多くの命を奪いながら、たった一つの命を惜しむなんて――

「今更でしょう?貴方は数えきれない程のものを奪ってきた。なのに貴方はあんな小さなもの一つを助けようと言うので?」
キンブリーは酷薄な笑みを湛え、その瞳でロイを束縛する。
「貴方も私も所詮人間兵器なんですよ。
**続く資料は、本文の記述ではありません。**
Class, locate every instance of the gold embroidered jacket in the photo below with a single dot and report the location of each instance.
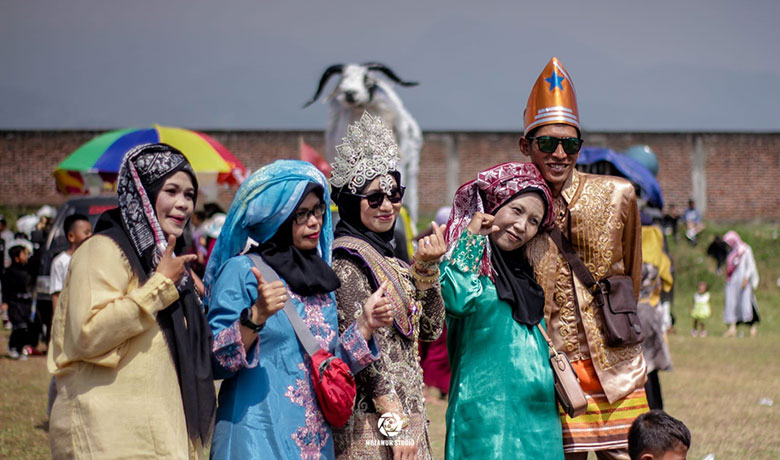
(604, 228)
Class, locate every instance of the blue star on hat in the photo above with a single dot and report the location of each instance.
(555, 80)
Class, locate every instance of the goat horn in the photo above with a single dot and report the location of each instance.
(390, 74)
(337, 68)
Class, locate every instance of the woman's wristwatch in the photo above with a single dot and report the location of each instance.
(246, 320)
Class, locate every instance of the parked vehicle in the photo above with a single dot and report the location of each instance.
(57, 241)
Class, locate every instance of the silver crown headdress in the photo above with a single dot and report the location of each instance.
(369, 150)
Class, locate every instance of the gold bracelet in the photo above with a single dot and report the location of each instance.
(426, 278)
(425, 267)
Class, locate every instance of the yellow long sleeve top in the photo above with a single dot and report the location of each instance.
(118, 392)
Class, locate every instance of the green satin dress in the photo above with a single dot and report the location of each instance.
(502, 398)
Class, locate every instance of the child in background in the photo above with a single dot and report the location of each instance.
(701, 310)
(16, 293)
(656, 435)
(77, 229)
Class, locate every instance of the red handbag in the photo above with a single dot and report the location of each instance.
(333, 382)
(334, 386)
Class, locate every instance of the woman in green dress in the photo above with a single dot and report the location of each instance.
(502, 398)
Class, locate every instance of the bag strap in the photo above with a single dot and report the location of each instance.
(302, 331)
(576, 264)
(553, 351)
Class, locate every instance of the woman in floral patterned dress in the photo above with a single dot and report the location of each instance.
(267, 406)
(368, 192)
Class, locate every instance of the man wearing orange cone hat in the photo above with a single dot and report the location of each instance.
(599, 217)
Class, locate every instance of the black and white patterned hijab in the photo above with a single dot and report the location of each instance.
(141, 176)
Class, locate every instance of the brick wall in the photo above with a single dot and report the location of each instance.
(733, 176)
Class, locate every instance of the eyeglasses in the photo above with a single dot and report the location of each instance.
(548, 144)
(301, 217)
(376, 199)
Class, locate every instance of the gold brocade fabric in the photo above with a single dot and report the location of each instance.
(606, 234)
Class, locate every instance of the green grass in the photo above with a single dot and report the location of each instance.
(715, 386)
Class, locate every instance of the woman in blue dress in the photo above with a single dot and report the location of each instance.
(267, 405)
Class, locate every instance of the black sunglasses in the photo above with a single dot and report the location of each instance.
(548, 144)
(376, 199)
(301, 217)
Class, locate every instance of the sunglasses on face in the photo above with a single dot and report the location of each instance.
(375, 199)
(301, 217)
(548, 144)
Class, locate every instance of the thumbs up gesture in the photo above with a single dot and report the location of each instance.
(172, 266)
(271, 298)
(377, 312)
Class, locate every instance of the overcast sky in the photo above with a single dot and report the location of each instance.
(648, 66)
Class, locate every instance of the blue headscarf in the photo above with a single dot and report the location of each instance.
(264, 202)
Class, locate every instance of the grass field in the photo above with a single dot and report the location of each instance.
(715, 388)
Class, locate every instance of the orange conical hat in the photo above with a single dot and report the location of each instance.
(552, 99)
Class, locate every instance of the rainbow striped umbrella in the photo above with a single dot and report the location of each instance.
(93, 167)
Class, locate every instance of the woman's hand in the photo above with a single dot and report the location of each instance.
(271, 298)
(401, 452)
(171, 266)
(432, 247)
(482, 224)
(377, 312)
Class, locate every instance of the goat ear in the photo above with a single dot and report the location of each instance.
(390, 74)
(337, 68)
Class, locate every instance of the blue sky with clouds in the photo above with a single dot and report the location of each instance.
(692, 65)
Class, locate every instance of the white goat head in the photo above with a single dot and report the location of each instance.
(356, 86)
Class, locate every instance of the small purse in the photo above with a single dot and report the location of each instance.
(568, 391)
(333, 382)
(614, 295)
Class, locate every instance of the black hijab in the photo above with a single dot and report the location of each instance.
(514, 280)
(304, 271)
(350, 223)
(187, 333)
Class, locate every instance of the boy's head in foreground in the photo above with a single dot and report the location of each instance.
(77, 229)
(656, 435)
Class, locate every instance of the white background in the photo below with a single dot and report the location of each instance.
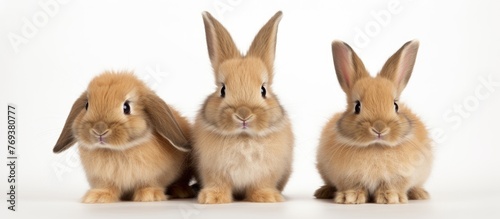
(69, 44)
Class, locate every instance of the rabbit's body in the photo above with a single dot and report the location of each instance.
(343, 165)
(132, 144)
(247, 161)
(243, 140)
(129, 170)
(377, 148)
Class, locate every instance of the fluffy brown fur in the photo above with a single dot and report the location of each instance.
(243, 140)
(383, 152)
(131, 154)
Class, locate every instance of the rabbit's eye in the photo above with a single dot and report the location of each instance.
(126, 108)
(357, 108)
(223, 91)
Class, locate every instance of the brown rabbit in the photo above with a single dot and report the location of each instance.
(243, 140)
(377, 148)
(132, 145)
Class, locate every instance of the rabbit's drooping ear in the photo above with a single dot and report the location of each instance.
(399, 66)
(220, 45)
(66, 139)
(164, 122)
(264, 43)
(348, 66)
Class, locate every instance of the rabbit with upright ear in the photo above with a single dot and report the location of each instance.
(132, 144)
(377, 148)
(243, 140)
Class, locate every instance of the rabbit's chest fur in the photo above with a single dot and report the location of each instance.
(375, 164)
(245, 161)
(147, 164)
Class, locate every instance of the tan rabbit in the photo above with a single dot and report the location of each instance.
(243, 140)
(377, 148)
(132, 145)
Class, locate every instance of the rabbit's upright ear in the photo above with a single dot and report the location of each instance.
(348, 66)
(164, 122)
(66, 139)
(399, 66)
(220, 45)
(264, 43)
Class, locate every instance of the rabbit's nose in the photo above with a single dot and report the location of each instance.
(243, 113)
(100, 129)
(379, 127)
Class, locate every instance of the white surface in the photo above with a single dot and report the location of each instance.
(459, 48)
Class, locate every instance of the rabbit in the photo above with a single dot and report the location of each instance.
(132, 145)
(242, 136)
(378, 150)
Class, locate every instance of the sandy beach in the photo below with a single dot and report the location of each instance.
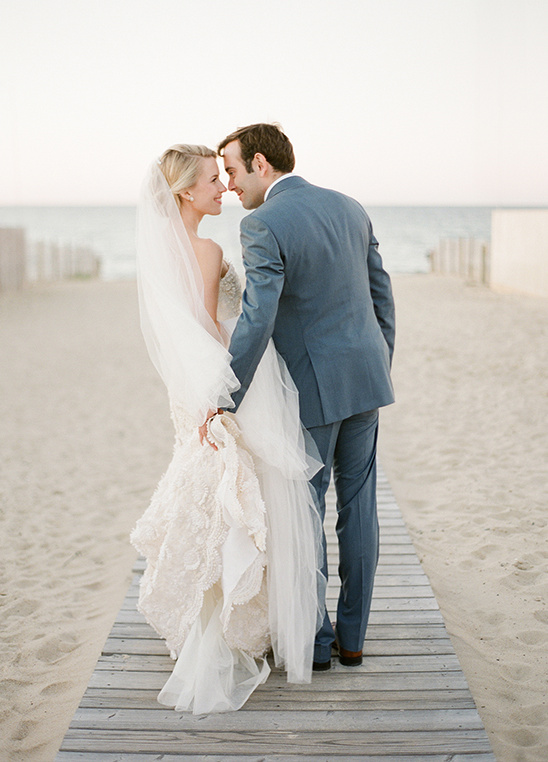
(86, 434)
(465, 449)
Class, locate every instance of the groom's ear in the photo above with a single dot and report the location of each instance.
(260, 164)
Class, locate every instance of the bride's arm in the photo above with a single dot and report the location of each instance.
(210, 260)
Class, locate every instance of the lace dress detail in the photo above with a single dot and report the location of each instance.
(230, 295)
(204, 539)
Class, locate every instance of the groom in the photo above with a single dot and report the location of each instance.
(315, 284)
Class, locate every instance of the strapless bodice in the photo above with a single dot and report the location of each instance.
(230, 295)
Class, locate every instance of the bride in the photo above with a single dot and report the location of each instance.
(231, 537)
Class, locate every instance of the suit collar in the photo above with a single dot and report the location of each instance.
(285, 183)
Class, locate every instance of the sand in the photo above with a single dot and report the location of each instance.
(85, 435)
(466, 451)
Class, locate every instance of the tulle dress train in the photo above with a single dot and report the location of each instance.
(232, 541)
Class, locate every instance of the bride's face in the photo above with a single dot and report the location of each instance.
(207, 191)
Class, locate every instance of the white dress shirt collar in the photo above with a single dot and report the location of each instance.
(279, 180)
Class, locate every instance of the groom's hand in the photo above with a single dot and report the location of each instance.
(202, 430)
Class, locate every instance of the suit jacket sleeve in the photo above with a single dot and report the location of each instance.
(381, 293)
(264, 271)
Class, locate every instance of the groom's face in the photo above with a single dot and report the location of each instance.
(249, 187)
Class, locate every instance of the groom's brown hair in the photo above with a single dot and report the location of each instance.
(267, 139)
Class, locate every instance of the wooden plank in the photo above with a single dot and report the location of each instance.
(329, 744)
(339, 678)
(113, 698)
(382, 647)
(317, 755)
(382, 664)
(167, 720)
(408, 701)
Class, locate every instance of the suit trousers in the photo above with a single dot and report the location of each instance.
(349, 448)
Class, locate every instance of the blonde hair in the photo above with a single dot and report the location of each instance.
(180, 165)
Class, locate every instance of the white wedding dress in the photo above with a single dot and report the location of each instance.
(220, 562)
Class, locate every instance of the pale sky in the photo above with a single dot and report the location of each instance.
(391, 101)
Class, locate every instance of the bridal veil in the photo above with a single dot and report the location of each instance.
(191, 356)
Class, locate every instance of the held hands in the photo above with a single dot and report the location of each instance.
(203, 430)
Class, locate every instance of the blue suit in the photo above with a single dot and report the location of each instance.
(315, 284)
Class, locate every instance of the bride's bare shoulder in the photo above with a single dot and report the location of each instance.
(206, 247)
(210, 257)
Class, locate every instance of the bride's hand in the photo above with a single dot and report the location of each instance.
(203, 429)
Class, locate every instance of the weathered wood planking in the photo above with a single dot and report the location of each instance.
(408, 702)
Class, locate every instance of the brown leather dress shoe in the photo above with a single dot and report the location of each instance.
(321, 666)
(350, 658)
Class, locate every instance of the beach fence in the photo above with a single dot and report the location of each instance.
(467, 258)
(25, 261)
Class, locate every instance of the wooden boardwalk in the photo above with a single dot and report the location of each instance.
(409, 701)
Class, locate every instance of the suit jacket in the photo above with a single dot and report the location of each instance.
(315, 284)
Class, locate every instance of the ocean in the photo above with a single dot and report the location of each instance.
(405, 233)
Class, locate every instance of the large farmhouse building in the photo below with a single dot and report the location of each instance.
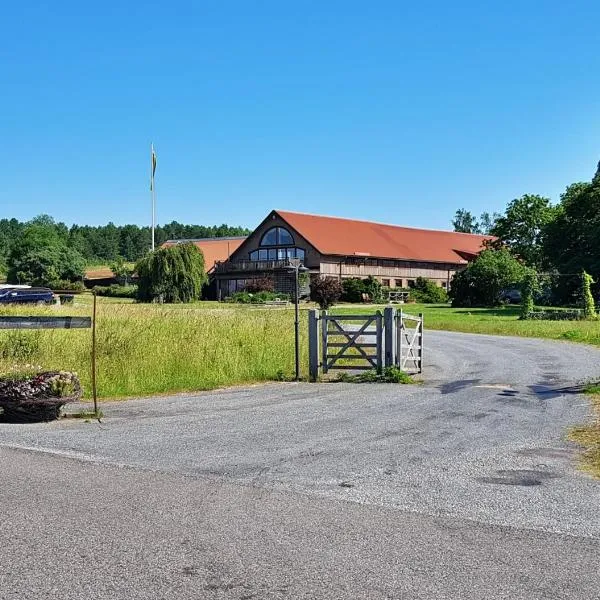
(335, 247)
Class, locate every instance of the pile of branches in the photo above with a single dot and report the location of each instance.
(37, 397)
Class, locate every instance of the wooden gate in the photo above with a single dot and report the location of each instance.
(409, 343)
(358, 342)
(351, 341)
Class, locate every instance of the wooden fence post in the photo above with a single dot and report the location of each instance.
(379, 330)
(313, 344)
(388, 329)
(324, 340)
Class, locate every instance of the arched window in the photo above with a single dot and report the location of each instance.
(277, 236)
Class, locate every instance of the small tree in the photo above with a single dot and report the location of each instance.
(174, 274)
(325, 291)
(589, 306)
(373, 289)
(353, 289)
(528, 288)
(482, 282)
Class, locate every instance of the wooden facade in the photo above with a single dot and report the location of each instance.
(254, 259)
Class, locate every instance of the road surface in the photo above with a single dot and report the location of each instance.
(463, 487)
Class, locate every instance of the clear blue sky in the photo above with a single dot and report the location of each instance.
(392, 111)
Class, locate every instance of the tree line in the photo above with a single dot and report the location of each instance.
(558, 241)
(106, 243)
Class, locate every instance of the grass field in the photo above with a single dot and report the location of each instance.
(154, 349)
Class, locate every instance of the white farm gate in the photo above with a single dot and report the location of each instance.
(359, 342)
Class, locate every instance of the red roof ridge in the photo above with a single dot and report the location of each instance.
(290, 212)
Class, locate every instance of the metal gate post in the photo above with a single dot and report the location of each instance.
(421, 344)
(399, 333)
(324, 325)
(313, 345)
(379, 330)
(389, 314)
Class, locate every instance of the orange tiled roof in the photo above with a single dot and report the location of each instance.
(214, 249)
(348, 237)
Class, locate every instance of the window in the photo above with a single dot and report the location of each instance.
(277, 236)
(277, 254)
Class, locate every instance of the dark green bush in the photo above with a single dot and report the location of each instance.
(353, 289)
(245, 297)
(325, 291)
(482, 282)
(65, 284)
(116, 291)
(172, 275)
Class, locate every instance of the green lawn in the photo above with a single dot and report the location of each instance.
(496, 321)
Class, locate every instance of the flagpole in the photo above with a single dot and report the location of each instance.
(153, 193)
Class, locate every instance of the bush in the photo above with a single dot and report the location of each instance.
(428, 292)
(36, 396)
(66, 285)
(482, 282)
(352, 290)
(528, 289)
(245, 297)
(175, 274)
(589, 306)
(325, 291)
(556, 315)
(261, 284)
(116, 291)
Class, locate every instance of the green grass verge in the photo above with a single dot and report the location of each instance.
(152, 349)
(588, 436)
(156, 349)
(496, 321)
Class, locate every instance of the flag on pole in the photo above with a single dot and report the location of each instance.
(152, 168)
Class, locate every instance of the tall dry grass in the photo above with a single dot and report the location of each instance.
(152, 349)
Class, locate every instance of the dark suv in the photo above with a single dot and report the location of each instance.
(26, 296)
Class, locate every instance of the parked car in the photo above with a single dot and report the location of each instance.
(511, 296)
(27, 296)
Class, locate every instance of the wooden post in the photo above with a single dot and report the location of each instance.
(324, 340)
(388, 329)
(313, 345)
(399, 332)
(379, 330)
(94, 389)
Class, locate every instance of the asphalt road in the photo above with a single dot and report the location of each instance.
(463, 487)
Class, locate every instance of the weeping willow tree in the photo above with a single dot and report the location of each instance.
(172, 275)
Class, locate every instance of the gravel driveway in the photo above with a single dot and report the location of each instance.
(481, 444)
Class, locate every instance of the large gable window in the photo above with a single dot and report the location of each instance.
(277, 236)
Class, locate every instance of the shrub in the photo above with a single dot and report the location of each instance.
(261, 284)
(373, 289)
(171, 275)
(245, 297)
(325, 291)
(428, 292)
(353, 289)
(589, 306)
(482, 282)
(116, 291)
(528, 289)
(37, 396)
(65, 284)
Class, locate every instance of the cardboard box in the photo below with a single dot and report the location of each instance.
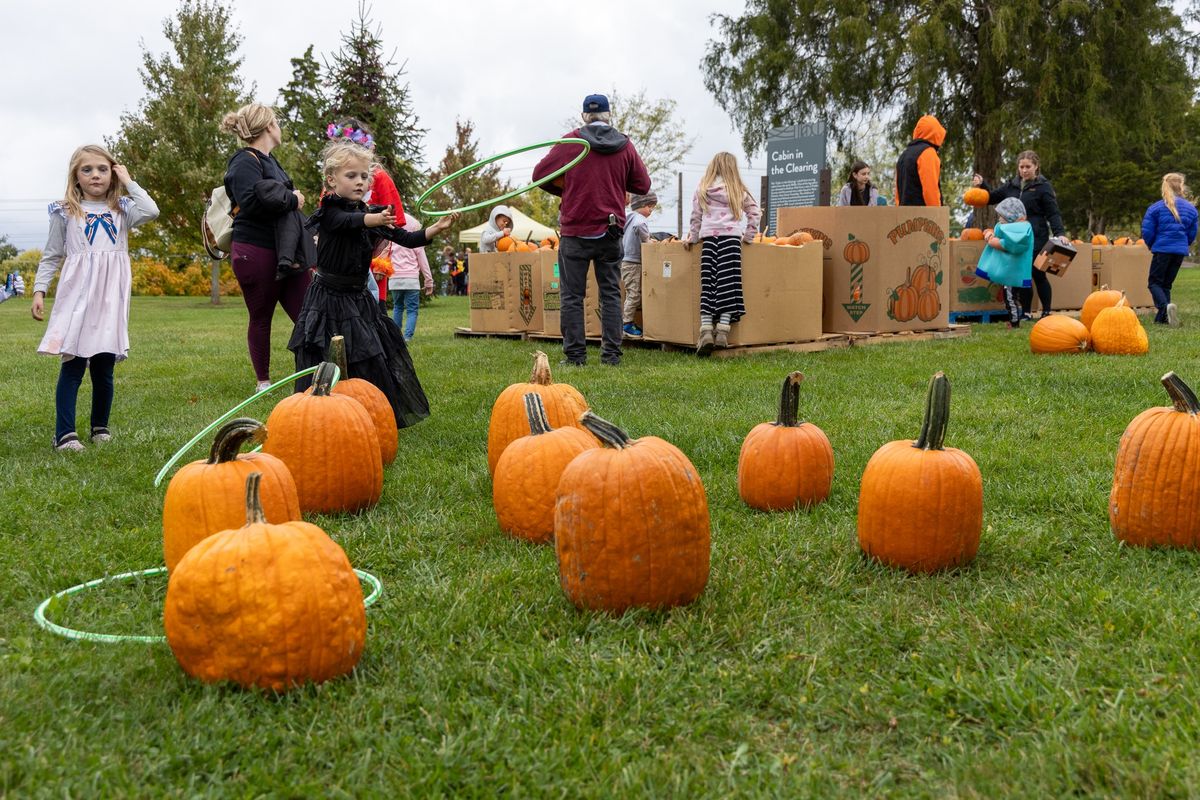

」
その言葉に心臓を一突きにされたような痛みがロイを貫く。
だが、ロイにはそれに反論することもキンブリーのしたことを咎める権利もない。
彼の言葉は正しいのだ。

奥底から込み上げてくる感情。
それは抑えきれない殺戮への嫌悪…
だが、彼に対してではない。
激しいまでの嫌悪は自分自身に向けてのもの。
それは抑えきれない自己への嫌悪…

嫌悪と苦痛に歪むロイの表情は今にも泣き出しそうにも見える。
キンブリーはその相貌を愚かしくそれでいて綺麗だと思った。
彼の焔が美しいのは自分にはない感情を持つ彼が生むものだからこそだろう。

 


移転前のサイトでのキリ番・3333のリクエストでキンブリー+ロイで「抑えきれない嫌悪」でした。
クュルエ様のみお持ち帰り可です。
こんな駄文で申し訳ありませんけど…(土下座)

ちなみにこれも夜中にぽちぽちと携帯で打っていました。
最近の執筆は携帯でよくやります…
内容的にはお題のキンブリー+ロイと被らないようにしてみました。
なので、お互いに対する嫌悪にはしないようにしました。
キンブリーが示唆する言葉とロイの自己嫌悪、となっていると…
私は二人が似ていると思います。けれども、正反対なのだと…
鏡というか表裏というか…

この二人の遣り取り、書くのが結構好きだったりします。